By Susan Berfield | Bloomberg Businessweek
At the sales office for a new development southeast of Phoenix called Waters at Ocotillo, the PulteGroup (PHM) representative says she’s too busy to talk. It’s a Monday afternoon. One customer is signing a contract in her office, she explains, and another is due soon. The model for Pulte’s Yucca home is open, though. The price starts at $392,990. It’s two stories and 2,688 square feet, designed for four bedrooms and three cars. It’s stucco—as is nearly every home in every subdivision in Phoenix—high-ceilinged, and energy-efficient. The model is completely furnished, with fake iPods, iPads, and family photos. There’s a real foosball table and Whitney Houston’s Greatest Love of All streams through built-in speakers. The Yucca is part of what homebuilder Pulte calls the Cactus line; there’s also the Majesty line, which is bigger and has courtyards.
The 28-acre subdivision is one of 309 developments in the metropolitan Phoenix area with new homes for sale. It opened in December 2012, with 96 lots, and Pulte has been releasing them in batches: 16 are already under contract, and the company is raising prices. One buyer, Marc Victor, a lawyer, lost out on a home the first time. Potential buyers can bid on premium lots, and he was outbid. In the second round he offered $156,500 for a lot listed at $120,000. He’s hoping workers start pouring the foundation soon.

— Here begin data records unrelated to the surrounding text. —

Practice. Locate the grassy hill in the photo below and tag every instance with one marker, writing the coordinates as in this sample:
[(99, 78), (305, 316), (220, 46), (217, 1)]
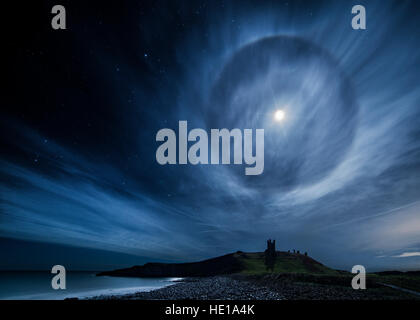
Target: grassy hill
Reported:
[(238, 262), (253, 263)]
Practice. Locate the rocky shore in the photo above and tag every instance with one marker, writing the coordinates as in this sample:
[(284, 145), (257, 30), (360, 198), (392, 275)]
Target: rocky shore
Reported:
[(259, 288)]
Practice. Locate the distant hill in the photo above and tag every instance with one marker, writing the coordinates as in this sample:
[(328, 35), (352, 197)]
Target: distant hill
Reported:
[(238, 262)]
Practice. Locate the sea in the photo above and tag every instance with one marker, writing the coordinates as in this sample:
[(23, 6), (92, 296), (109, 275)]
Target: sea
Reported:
[(36, 285)]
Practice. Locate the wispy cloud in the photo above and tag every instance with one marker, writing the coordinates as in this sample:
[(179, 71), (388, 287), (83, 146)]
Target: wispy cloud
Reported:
[(407, 254)]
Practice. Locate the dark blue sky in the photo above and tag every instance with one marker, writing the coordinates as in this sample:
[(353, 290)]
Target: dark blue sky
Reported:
[(342, 172)]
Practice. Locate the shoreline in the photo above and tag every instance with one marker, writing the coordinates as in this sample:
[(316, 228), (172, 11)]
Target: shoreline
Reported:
[(267, 287)]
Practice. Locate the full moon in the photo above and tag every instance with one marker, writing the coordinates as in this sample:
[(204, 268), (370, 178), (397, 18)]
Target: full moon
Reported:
[(279, 115)]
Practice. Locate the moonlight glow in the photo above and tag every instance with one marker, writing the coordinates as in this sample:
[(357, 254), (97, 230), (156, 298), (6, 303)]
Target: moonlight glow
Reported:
[(279, 115)]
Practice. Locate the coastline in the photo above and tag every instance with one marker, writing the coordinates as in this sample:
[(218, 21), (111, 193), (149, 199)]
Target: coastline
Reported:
[(268, 287)]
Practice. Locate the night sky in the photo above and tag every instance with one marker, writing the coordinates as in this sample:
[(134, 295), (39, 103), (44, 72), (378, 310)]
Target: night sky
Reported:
[(79, 180)]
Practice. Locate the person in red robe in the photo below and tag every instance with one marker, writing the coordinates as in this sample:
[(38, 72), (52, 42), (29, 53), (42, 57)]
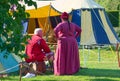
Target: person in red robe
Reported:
[(37, 50), (66, 60)]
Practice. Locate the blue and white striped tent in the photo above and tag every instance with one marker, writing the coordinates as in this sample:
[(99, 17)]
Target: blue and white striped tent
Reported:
[(92, 18)]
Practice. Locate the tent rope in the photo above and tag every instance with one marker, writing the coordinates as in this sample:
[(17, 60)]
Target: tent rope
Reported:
[(9, 68)]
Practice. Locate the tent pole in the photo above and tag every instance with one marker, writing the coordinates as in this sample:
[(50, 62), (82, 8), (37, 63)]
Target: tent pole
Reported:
[(48, 23), (84, 56), (117, 51), (99, 53)]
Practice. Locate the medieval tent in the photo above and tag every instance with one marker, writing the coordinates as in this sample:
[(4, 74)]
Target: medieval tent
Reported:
[(9, 64), (90, 16)]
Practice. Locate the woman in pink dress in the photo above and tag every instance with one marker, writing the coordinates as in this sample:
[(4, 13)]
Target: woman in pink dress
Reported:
[(66, 60)]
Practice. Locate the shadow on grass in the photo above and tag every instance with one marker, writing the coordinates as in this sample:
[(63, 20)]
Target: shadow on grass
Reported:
[(99, 73)]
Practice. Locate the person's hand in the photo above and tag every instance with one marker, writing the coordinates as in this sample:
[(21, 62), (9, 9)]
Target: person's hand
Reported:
[(45, 58)]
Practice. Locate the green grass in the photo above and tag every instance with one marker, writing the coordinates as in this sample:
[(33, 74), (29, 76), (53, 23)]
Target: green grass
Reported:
[(93, 69)]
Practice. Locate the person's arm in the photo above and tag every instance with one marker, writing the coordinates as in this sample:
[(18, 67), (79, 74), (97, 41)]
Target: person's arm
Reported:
[(57, 29)]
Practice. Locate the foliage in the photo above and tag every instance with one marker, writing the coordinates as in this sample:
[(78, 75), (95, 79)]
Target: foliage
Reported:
[(12, 12), (104, 70)]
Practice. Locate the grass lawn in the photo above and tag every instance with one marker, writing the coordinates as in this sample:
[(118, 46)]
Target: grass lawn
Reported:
[(95, 67)]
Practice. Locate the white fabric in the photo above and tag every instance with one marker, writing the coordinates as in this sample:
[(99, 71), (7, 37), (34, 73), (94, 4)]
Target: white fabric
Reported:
[(29, 75), (68, 4)]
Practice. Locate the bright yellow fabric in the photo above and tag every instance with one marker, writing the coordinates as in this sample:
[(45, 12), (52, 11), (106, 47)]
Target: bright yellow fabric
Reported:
[(44, 11)]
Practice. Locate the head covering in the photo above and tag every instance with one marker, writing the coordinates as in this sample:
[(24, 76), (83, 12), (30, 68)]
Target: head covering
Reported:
[(64, 15), (37, 30)]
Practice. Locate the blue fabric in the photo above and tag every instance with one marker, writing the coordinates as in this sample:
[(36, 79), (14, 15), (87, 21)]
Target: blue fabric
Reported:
[(76, 18), (98, 29)]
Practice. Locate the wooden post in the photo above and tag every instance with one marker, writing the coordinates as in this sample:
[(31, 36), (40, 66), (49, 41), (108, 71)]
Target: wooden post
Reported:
[(117, 50), (20, 71)]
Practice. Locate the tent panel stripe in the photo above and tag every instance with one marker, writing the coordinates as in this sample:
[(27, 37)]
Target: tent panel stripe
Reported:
[(87, 36), (76, 18), (98, 29), (111, 27), (110, 34)]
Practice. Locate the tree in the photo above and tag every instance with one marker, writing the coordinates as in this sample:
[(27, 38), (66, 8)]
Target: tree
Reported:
[(12, 12), (109, 4)]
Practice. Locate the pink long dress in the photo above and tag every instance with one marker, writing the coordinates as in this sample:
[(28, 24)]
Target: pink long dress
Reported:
[(66, 60)]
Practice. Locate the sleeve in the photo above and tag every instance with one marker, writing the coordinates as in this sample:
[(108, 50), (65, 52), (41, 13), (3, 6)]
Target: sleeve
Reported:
[(44, 46), (78, 31)]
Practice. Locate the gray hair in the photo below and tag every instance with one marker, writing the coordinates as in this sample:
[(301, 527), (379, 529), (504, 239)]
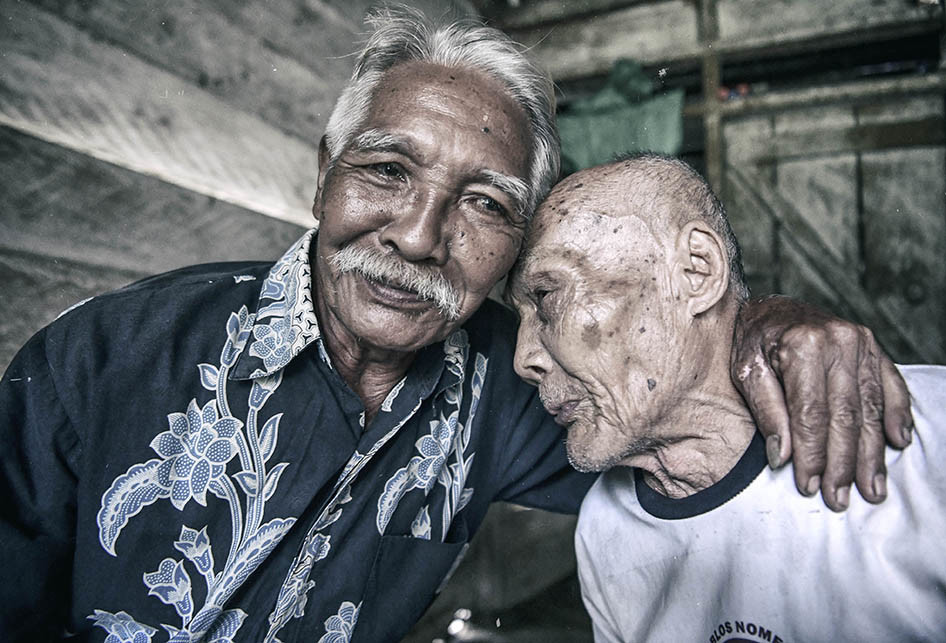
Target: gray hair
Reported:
[(685, 190), (403, 34)]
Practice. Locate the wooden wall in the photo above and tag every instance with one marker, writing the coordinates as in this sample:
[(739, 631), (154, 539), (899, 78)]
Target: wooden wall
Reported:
[(836, 189), (138, 137)]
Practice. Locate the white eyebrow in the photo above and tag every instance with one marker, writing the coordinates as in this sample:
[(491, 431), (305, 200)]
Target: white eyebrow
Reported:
[(376, 139), (517, 189)]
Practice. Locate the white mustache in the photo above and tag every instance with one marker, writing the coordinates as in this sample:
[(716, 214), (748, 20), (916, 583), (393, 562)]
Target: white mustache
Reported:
[(426, 283)]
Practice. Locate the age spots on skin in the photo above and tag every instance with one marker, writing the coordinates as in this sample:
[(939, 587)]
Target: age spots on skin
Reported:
[(591, 335)]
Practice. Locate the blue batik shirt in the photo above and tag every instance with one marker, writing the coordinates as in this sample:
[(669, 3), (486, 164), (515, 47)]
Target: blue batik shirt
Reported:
[(181, 462)]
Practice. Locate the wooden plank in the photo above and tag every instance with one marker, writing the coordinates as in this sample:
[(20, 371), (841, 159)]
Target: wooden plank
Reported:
[(824, 192), (227, 59), (665, 31), (68, 206), (905, 243), (750, 24), (712, 79), (520, 15), (64, 86), (855, 92), (856, 138), (844, 284)]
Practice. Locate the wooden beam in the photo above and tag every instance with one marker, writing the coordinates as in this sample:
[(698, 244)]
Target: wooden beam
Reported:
[(64, 86), (712, 80), (539, 13), (754, 187), (665, 32), (750, 25), (230, 52), (857, 138), (855, 92), (62, 205)]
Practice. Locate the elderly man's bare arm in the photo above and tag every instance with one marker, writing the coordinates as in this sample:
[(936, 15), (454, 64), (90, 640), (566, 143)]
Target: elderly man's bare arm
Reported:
[(823, 393)]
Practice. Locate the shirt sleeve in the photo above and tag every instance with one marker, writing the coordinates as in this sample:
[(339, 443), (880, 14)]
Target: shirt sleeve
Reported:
[(37, 515), (537, 472)]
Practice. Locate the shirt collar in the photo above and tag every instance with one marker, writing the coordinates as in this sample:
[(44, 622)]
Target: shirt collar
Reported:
[(285, 322)]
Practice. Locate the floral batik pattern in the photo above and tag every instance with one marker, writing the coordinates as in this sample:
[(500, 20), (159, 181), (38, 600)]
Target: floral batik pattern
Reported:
[(442, 457), (193, 456)]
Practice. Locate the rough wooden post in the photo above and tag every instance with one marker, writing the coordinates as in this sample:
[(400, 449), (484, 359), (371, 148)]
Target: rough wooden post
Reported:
[(712, 75)]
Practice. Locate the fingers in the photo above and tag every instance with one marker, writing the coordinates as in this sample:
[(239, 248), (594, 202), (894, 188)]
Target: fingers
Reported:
[(844, 428), (898, 421), (804, 380), (871, 475)]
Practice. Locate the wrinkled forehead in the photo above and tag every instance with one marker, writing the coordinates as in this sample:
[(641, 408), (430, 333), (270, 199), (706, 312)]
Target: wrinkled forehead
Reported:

Pulte is the largest homebuilder in the U.S. by market value and, like most builders, had a very good year. Its revenue was $4.8 billion in 2012, with a profit of $206 million. That’s well below the $1.4 billion it earned in 2005 but far above its $2.3 billion loss in 2007. Last year, Pulte was the best-performing stock in the Standard & Poor’s 500-stock index, nearly tripling in value. Its rivals, among them Lennar (LEN), Toll Brothers (TOL), and D.R. Horton (DHI), all were profitable, too. In December builders broke ground on more houses than expected. Tri Pointe Homes (TPH) went public in January, the first homebuilder to do so since 2004, and in February Taylor Morrison said it was doubling the amount it aims to raise in its planned IPO. “The management teams at the homebuilders are thrilled,” says Ivy Zelman, who runs her own real estate research firm and is one of the IPO’s lead underwriters.